The second Access memory leak has finally been patched by Microsoft, almost a year after a very similar problem was discovered. These bugs have been around since 2002 and the effects are still in some Access files.
Both are faults in the way Access saves data to memory locations in ways that hackers could exploit. Those memory chunks are usually useless but could contain private information likes names, passwords etc. Anything saved to memory could get dumped into an Access database or as Microsoft puts it “compromise of the confidentiality, integrity, or availability of a user’s data, or of the integrity or availability of processing resources.”
Back in January 2019, Microsoft patched CVE-2019-0560 an Access memory leak bug where the parts of memory are saved in documents.

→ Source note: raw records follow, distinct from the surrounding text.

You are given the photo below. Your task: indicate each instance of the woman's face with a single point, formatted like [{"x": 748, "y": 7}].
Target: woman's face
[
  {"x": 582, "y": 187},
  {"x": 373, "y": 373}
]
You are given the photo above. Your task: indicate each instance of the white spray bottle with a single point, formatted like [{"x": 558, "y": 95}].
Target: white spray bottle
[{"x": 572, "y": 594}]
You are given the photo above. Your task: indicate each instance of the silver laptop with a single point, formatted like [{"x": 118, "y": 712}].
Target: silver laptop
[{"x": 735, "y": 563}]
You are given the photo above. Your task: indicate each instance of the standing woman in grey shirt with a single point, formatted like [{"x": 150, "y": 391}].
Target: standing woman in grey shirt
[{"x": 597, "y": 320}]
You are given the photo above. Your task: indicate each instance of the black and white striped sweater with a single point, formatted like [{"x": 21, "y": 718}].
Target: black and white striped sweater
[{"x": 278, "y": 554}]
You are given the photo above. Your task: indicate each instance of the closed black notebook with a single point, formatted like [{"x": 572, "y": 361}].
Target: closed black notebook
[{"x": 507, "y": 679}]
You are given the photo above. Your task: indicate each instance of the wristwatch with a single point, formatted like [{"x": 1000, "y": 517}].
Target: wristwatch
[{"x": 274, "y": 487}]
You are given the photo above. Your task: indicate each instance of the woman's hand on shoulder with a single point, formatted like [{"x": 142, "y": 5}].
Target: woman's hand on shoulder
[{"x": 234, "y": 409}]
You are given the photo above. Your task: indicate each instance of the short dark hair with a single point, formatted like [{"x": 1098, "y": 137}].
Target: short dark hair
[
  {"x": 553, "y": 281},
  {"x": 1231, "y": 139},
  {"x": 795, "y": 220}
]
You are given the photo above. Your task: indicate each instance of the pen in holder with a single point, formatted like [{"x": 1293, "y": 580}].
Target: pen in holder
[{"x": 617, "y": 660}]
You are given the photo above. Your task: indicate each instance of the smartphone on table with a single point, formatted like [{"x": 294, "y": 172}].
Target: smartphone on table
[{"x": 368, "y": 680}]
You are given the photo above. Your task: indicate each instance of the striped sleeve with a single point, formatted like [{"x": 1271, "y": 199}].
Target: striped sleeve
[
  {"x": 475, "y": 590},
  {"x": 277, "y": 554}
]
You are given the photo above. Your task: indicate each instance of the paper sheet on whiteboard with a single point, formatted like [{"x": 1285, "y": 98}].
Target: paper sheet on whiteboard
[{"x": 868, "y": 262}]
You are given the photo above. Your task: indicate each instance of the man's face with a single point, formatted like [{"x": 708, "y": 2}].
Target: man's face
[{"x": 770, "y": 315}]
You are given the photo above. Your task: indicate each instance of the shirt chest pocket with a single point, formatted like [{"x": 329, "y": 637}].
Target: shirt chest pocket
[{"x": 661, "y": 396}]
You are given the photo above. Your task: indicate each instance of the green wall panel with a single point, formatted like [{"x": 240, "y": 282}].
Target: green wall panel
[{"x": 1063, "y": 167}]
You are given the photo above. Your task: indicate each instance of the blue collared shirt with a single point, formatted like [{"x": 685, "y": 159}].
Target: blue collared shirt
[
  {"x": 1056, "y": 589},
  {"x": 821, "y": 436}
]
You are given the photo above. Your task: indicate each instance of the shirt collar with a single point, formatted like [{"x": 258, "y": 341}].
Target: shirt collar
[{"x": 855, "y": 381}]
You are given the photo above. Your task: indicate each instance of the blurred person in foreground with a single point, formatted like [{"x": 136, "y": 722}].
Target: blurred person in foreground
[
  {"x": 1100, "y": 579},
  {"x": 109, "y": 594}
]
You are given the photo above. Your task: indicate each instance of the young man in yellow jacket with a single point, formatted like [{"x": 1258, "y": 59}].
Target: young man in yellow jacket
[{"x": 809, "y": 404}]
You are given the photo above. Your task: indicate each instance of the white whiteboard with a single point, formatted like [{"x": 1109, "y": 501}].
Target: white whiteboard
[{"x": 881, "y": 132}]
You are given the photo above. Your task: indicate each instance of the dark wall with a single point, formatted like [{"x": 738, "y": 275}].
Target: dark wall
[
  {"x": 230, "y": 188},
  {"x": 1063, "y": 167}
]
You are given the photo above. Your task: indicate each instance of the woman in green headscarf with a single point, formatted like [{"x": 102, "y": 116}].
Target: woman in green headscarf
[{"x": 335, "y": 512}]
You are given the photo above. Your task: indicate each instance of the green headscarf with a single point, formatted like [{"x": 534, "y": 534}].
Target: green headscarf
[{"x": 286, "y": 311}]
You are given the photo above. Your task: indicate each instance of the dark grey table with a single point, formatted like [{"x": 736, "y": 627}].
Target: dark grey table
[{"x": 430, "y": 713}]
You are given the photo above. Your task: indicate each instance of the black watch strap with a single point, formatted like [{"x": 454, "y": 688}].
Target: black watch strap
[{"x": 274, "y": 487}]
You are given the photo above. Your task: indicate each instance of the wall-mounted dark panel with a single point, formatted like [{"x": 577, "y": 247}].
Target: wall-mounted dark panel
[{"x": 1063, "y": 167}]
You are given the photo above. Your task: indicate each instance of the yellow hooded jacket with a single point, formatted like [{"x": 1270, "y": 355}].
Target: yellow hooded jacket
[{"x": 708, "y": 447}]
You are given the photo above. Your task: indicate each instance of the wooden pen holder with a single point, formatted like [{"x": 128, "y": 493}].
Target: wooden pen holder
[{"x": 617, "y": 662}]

Then in December 2019, it was a similar problem patched CVE-2019-0560. This time called ‘MDB leaker’.
With MDB leaker, Access saves random chunks of memory to MDB files. A hacker could scan MDB files on a computer looking for any useful info that should not be there in the first place.
The Good News
If you’ve been updating Office 365, Office 2016, Office 2013 or Office 2010 regularly there’s no ongoing problem.
Happily, there’s no reports of either exploit being used ‘in the wild’.
The Bad News
Only Office 2010 and later have been fixed. Mimecast suggest these memory leaks have been in Access since 2002 (Office XP).
Any Access files that were last saved before the security patches will have unwanted memory blocks in them. Any older MDB need to be opened and saved by a patched Office to make sure there’s no unwanted extras.
That’s not good however keep in mind that the memory objects saved in the MDB’s are random. You’d have to be very unlucky to have something exploitable stored. In other words, balance the time, trouble & cost of finding and saving old MDB files against the relatively low risk.
Both these bugs weren’t found by Microsoft, it was Mimecast who did the ‘hard yards’ in both cases.
It’s disappointing that Microsoft didn’t dig deeper after being told of the first Access memory leak bug. If they’d done that, the company should have found the similar bug and fixed it too.
Office documents had unexplained memory objects saved in them? Didn’t someone at Microsoft notice these strays in their files over 15+ years?